Regardless only thing I was arguing is that PFS only people or even PFS people outnumbering those in homegames is unlikely at best.
and 12 mil being the whole industry earnings? Did you even stop to think about that statement, assuming average product price is 20 bucks that would mean that every single RPG product sold in the entire world amounts to measly 600k products sold.

|  LazarX | 
I don't remember the excat link, not that it matters since it did not have a source linked. I belive the article was about how paizo was becoming one of the big boys. This was 2011 or 2012 numbers, if I recall correctly.
And yes I was talking about gross not net.
On the above Adventure path subscription is probably not the best example to use when talking about homegaming "vs" organized.
Regardless only thing I was arguing is that PFS only people or even PFS people outnumbering those in homegames is unlikely at best.
and 12 mil being the whole industry earnings? Did you even stop to think about that statement, assuming average product price is 20 bucks that would mean that every single RPG product sold in the entire world amounts to measly 600k products sold.
It's that small a market... Look it up yourselves. It's why almost every game shop nowadays is primarily a card store. You know that Paizo generally only makes one print run of the bulk of it's products? That's why the subscription model is so important to it. Also remember I'm speaking specifically of the paper and dice roleplaying game market. I do not think the figures include auxillary products such as dice and figures. As far as that figure goes 600k would break down to an average of 12 products per person assuming a gaming population of 50,000. I'm more inclined to believe that it's more like 6 products per person for an audience of 100k.
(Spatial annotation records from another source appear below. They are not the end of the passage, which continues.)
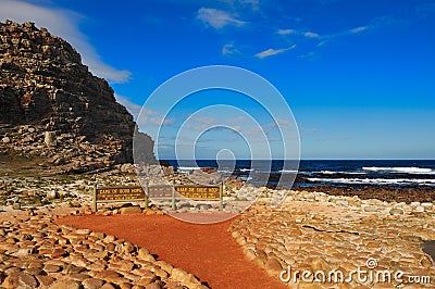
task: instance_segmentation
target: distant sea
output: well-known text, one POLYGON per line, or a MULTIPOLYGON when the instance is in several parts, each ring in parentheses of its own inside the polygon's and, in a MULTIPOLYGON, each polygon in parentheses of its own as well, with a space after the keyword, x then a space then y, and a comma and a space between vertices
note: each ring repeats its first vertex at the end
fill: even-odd
MULTIPOLYGON (((234 175, 244 180, 256 183, 269 172, 268 185, 276 185, 282 175, 288 179, 296 177, 295 185, 310 186, 388 186, 388 187, 434 187, 435 160, 302 160, 299 169, 283 168, 284 161, 219 161, 197 160, 196 164, 187 161, 169 160, 178 172, 188 173, 198 167, 214 167, 224 175, 234 175), (188 165, 186 165, 188 164, 188 165), (234 168, 233 168, 234 167, 234 168), (293 177, 294 176, 294 177, 293 177)), ((281 185, 291 185, 283 184, 281 185)))

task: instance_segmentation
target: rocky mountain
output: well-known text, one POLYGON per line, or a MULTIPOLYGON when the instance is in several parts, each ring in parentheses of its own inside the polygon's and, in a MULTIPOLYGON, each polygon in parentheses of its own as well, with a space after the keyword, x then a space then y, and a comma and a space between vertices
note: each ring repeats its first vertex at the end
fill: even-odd
MULTIPOLYGON (((0 23, 0 152, 46 158, 64 172, 133 161, 137 125, 113 89, 65 40, 34 23, 0 23)), ((142 134, 145 162, 154 162, 142 134)))

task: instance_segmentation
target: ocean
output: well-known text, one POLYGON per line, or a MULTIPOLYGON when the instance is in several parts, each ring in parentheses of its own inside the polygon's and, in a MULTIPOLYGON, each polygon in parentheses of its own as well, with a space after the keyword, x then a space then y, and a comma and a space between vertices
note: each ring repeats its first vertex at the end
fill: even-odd
MULTIPOLYGON (((213 167, 224 175, 234 175, 253 184, 266 178, 266 185, 294 184, 310 186, 388 186, 388 187, 434 187, 435 160, 302 160, 299 169, 283 168, 283 160, 219 161, 197 160, 195 162, 169 160, 178 172, 188 173, 198 167, 213 167), (188 165, 186 165, 188 164, 188 165), (270 168, 269 168, 270 167, 270 168), (269 174, 270 172, 270 174, 269 174), (287 178, 286 178, 287 177, 287 178), (286 180, 288 179, 288 180, 286 180), (288 184, 285 184, 287 181, 288 184)), ((288 166, 287 166, 288 167, 288 166)))

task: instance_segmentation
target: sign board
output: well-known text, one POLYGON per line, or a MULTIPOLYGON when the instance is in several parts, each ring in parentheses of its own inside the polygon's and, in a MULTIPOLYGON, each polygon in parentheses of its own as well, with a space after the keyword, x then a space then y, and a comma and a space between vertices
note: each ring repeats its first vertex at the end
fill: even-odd
POLYGON ((148 197, 151 199, 172 198, 172 186, 164 186, 164 185, 149 186, 148 197))
POLYGON ((190 199, 219 199, 220 187, 209 186, 175 186, 175 190, 185 198, 190 199))
POLYGON ((175 200, 181 197, 196 200, 220 200, 222 206, 223 185, 221 186, 169 186, 156 185, 142 187, 94 187, 94 210, 97 211, 97 202, 128 202, 145 201, 148 208, 149 199, 172 199, 175 210, 175 200))
POLYGON ((113 188, 97 188, 97 201, 133 201, 145 200, 146 194, 141 187, 113 187, 113 188))

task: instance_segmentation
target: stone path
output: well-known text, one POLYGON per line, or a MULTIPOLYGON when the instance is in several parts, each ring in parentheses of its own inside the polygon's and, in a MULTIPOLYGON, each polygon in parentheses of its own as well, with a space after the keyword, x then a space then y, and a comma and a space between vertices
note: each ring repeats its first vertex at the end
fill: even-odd
POLYGON ((105 231, 148 248, 171 264, 195 273, 211 288, 286 288, 245 257, 227 231, 232 221, 197 225, 166 215, 132 214, 71 216, 60 222, 105 231))
POLYGON ((407 205, 297 191, 291 191, 279 209, 266 203, 260 201, 244 213, 231 225, 231 231, 246 256, 275 277, 288 268, 294 273, 326 274, 325 284, 303 282, 298 277, 299 281, 287 282, 293 288, 435 286, 434 261, 422 251, 423 241, 435 239, 435 211, 431 203, 407 205), (338 285, 327 282, 332 271, 348 276, 358 267, 373 273, 401 271, 405 276, 400 281, 391 277, 391 284, 357 278, 338 285), (411 284, 409 276, 428 276, 432 284, 411 284))
POLYGON ((38 213, 0 223, 2 288, 207 288, 145 248, 38 213))

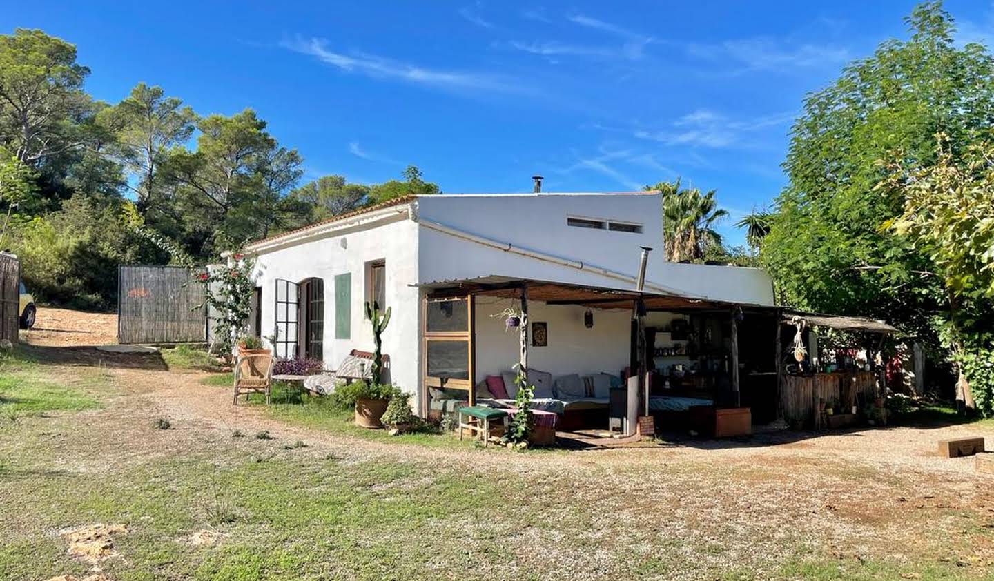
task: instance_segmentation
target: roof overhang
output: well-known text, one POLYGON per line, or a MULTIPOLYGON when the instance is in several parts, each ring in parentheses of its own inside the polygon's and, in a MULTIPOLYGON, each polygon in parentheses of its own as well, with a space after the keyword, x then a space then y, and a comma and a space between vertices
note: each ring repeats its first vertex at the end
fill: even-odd
POLYGON ((631 309, 641 300, 650 311, 681 311, 729 309, 735 305, 693 297, 639 292, 634 289, 580 285, 548 280, 522 279, 512 276, 487 275, 458 280, 436 280, 421 283, 428 299, 486 295, 501 298, 519 298, 528 288, 528 299, 550 305, 580 305, 595 309, 631 309))
POLYGON ((702 312, 729 311, 741 308, 744 312, 777 316, 782 323, 791 323, 794 321, 794 317, 797 317, 809 325, 841 331, 898 333, 897 328, 884 321, 866 317, 824 315, 783 307, 731 303, 656 292, 639 292, 634 289, 523 279, 494 274, 456 280, 435 280, 415 286, 425 290, 428 300, 461 297, 469 294, 520 298, 523 290, 527 287, 529 300, 549 305, 579 305, 592 309, 631 309, 635 301, 641 300, 648 311, 702 312))
POLYGON ((838 331, 858 331, 863 333, 898 333, 898 329, 892 325, 877 319, 866 317, 851 317, 846 315, 823 315, 821 313, 807 313, 795 309, 783 309, 780 320, 784 323, 793 322, 794 318, 803 320, 808 325, 836 329, 838 331))

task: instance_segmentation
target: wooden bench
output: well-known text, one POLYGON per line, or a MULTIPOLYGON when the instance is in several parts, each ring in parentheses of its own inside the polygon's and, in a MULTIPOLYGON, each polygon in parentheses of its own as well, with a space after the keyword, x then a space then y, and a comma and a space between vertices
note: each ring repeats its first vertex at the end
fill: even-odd
POLYGON ((957 438, 954 440, 940 440, 938 443, 938 455, 942 458, 973 456, 983 451, 983 438, 957 438))
POLYGON ((494 409, 482 405, 473 405, 459 408, 459 440, 462 440, 462 430, 469 430, 469 435, 479 436, 483 439, 483 447, 486 448, 490 442, 490 420, 504 418, 504 425, 507 425, 507 411, 494 409), (462 416, 472 418, 463 422, 462 416), (473 421, 475 420, 475 421, 473 421))

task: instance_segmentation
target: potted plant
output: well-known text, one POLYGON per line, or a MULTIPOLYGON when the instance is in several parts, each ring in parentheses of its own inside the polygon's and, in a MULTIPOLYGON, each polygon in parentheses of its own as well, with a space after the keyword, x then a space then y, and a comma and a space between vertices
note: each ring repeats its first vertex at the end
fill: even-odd
POLYGON ((355 410, 356 425, 364 428, 382 428, 380 418, 387 405, 401 392, 394 385, 353 381, 335 387, 336 404, 342 409, 355 410))
POLYGON ((516 329, 518 327, 521 327, 521 314, 519 314, 518 311, 515 311, 514 309, 511 308, 504 309, 500 313, 491 315, 491 317, 503 318, 505 330, 516 329))
POLYGON ((265 355, 269 350, 262 345, 262 340, 253 335, 243 335, 239 338, 239 355, 265 355))
POLYGON ((387 404, 380 421, 390 428, 391 435, 403 434, 417 424, 417 416, 411 409, 411 396, 408 393, 398 393, 387 404))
|  Charon's Little Helper | 
 
	
 
                
                
              
            
            Just found it - in 2012 Paizo had a reported 11.2 mil gross revenue and 42 employees (not counting freelancers of course). Getting up to 12mil by now seems quite reasonable.
However - the article mentioned that there are 55k players registered formally - I can only assume for PFS
publisher's weekly article from 2013
Also of note - in the article it mentioned that there are over 150k Core rulebooks in print. I'd assume not too many more than that. So - assuming that all Paizo customers have a rulebook (not all of course - some only have PDFs - but that's a small minority - some play without a book at all, but they can hardly be considered customers) - then 55k is approx 1/3 of all players ever. (Though of course - there will be some who bought one and no longer play, as well as some who registered and rarely if ever play PFS.) And likely some of the biggest spenders.

| Rhedyn | 
 
	
 
                
                
              
            
            PF has a very large FtP (free to play) side. I know of entire tables where no one has purchased a single item.
These players do not directly contribute to Paizo, but they do help make PF the norm which brings in more players who do contribute money.
PF is the McDonald's of PnP RPGs right now. It's not the best but it is everywhere. You can't be in this hobby anymore and not be aware of Paizo.
IMO: If Wotc made a 5e srd equivalent to the prd they would dethrone PF in popularity but they may not make as much money as they do now because most of their money still comes from selling rules. 5e outsold 4e in half a year.